So, Shiren kicked my butt to Table Mountain and back again. It’s good, but setbacks can be maddening. After a satisfying run in which I made it within spitting distance of the quest’s finale, I decided that maybe it would be nice to leaven the experience with something less abusive and switched over to Pokémon Mystery Dungeon. It’s a roguelike for babies! No, seriously — the lack of level resets makes it stupidly easy. And I realized I can only meander through the same challenge-free random tileset so many times before I lose my mind. Team Asskickers and I saved pokey mans for about five hours before I lost interest and decided to switch over to something with a little more… tooth. And sapphic fanservice. Which could only mean one thing: Izuna.
And I got an hour into that before deciding that maybe I’ve had enough of the genre for the time being. On the plus side, I can safely say I get the roguelike now — unlike when I wrote the Essential 50 Rogue retrospective, which was a well-researched tribute to something I didn’t really understand, I grasp not only the appeal of these games (which I’ve liked since I first discovered them) but also what makes them good and what makes them… not good. So I guess that’s a small, useless victory. Go me.

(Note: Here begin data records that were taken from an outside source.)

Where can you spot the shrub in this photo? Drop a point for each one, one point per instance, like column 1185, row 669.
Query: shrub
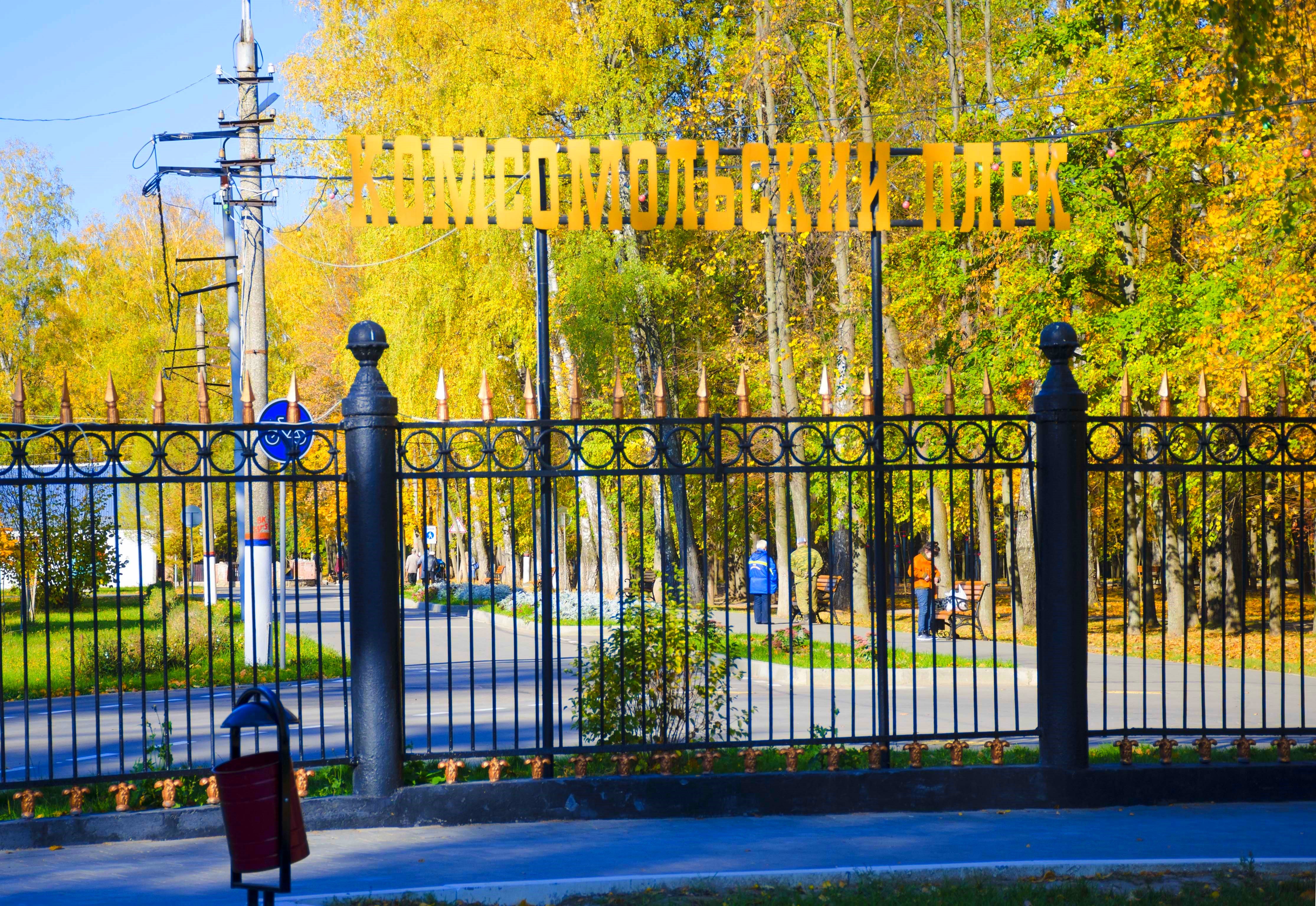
column 657, row 679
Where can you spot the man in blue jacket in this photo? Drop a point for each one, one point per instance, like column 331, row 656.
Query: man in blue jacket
column 762, row 582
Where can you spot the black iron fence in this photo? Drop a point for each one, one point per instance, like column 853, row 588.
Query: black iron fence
column 532, row 587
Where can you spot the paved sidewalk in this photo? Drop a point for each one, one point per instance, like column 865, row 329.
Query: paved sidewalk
column 189, row 872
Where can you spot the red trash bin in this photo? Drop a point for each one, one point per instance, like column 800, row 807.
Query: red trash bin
column 249, row 800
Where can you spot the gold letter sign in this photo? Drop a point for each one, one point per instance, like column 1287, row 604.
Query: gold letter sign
column 793, row 187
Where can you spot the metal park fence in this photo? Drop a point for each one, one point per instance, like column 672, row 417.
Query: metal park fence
column 653, row 582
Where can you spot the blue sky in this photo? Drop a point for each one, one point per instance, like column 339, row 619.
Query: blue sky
column 69, row 58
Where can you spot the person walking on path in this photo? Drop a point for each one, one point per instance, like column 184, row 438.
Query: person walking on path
column 806, row 566
column 762, row 580
column 924, row 573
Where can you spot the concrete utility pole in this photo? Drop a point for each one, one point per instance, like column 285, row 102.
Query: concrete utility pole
column 257, row 586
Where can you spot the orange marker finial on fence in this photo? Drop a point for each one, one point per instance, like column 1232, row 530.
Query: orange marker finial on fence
column 660, row 396
column 532, row 409
column 158, row 400
column 441, row 398
column 702, row 394
column 486, row 398
column 111, row 400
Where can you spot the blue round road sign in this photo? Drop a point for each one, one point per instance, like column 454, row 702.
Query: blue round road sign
column 286, row 445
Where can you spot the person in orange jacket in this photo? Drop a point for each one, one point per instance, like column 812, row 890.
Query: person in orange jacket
column 924, row 573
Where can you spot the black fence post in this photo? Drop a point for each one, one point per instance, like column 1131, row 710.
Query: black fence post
column 370, row 430
column 1061, row 513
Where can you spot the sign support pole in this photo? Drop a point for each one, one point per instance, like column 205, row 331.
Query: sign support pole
column 548, row 671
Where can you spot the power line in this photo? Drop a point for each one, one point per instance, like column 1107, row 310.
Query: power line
column 107, row 114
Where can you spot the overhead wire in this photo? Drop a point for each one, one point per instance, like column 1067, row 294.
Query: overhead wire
column 107, row 114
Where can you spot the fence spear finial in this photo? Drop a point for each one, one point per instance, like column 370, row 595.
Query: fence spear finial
column 19, row 398
column 203, row 399
column 111, row 400
column 66, row 406
column 574, row 394
column 702, row 394
column 441, row 398
column 294, row 412
column 248, row 399
column 486, row 398
column 619, row 396
column 532, row 408
column 660, row 396
column 158, row 400
column 743, row 394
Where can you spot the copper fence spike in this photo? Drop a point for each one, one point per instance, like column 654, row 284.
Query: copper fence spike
column 441, row 398
column 203, row 399
column 532, row 407
column 619, row 396
column 702, row 394
column 248, row 399
column 660, row 395
column 743, row 392
column 158, row 400
column 574, row 394
column 66, row 406
column 111, row 400
column 19, row 398
column 486, row 398
column 293, row 416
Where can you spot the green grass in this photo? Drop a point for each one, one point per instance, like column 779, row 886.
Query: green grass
column 1235, row 888
column 101, row 626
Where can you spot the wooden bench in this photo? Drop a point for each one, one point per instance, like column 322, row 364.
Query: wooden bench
column 823, row 588
column 952, row 619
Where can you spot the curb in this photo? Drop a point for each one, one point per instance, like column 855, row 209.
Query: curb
column 545, row 892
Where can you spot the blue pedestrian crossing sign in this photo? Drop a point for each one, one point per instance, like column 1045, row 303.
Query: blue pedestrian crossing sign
column 285, row 445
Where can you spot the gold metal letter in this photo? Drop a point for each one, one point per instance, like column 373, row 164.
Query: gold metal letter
column 508, row 215
column 414, row 214
column 789, row 187
column 681, row 153
column 544, row 150
column 874, row 187
column 754, row 220
column 1049, row 185
column 364, row 149
column 1017, row 187
column 610, row 182
column 935, row 153
column 720, row 189
column 832, row 187
column 977, row 186
column 639, row 153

Also, as of today “expanded content” apparently includes movie reviews. I’m not really certain that this works as a news story, but at least it’s something new.
Since I know you read the @play columns this recommendation is redundant but whenever enough time has passed that your roguelike burned-outed-ness is gone I strongly recommend giving NetHack a try, its the apotheosis of roguelikes (lovin’ me some Shiren DS though, its damn good).
Rogue burnout is not an uncommon occurrence, and will usually happen to me after some unforseen “tragedy” concludes an unusually long run and the subsequent retries no longer reflect how helpless I am at the beginning of the game, but instead the relative ass-whuppin’ machine I was when my long-running hacker dies. After about 10-20 attempts to recapture that stride, I usually quit for half a year or so before it being rekindled.
Perhaps you are a different breed?
Ooh, is this that Poke-mans game with the personality test? What did our leader get?
weren’t you going to japan, jeremy?
Those are ALL rougelikes for babies! Real MEN play ones where when you die you lose EVERYTHING and have to start all over.
And then cheat at them, because good god I do not have the time to spend developing the skills I need to remember exactly what one incredibly obscure monster does and how to deal with it.
Will you be doing another Rogue retrospective?
That pic of the overworld REALLY looks like Lunar around Meribia for some reason.
I’d rather play Pokemon Mystery Dungeon than Izuna or Shiren. Starting over and losing everything is for the birds.
What makes PMD so stupidly easy isn’t just that you don’t lose levels; it’s also that you don’t lose your stuff when you die, and it’s also the fact that the fact that you don’t lose your stuff when you die doesn’t really matter because there’s no real equipment to build up and money’s kinda worthless.
However–and I’m sort of embarrassed to be saying this–the game does have a not-awful story–certainly way better than you’d expect in a Pokemon game.
Didn’t the GIA end shortly after doing a movie review?
Post hoc ergo propter hoc. I think that review brought down Square itself, so be vigilant.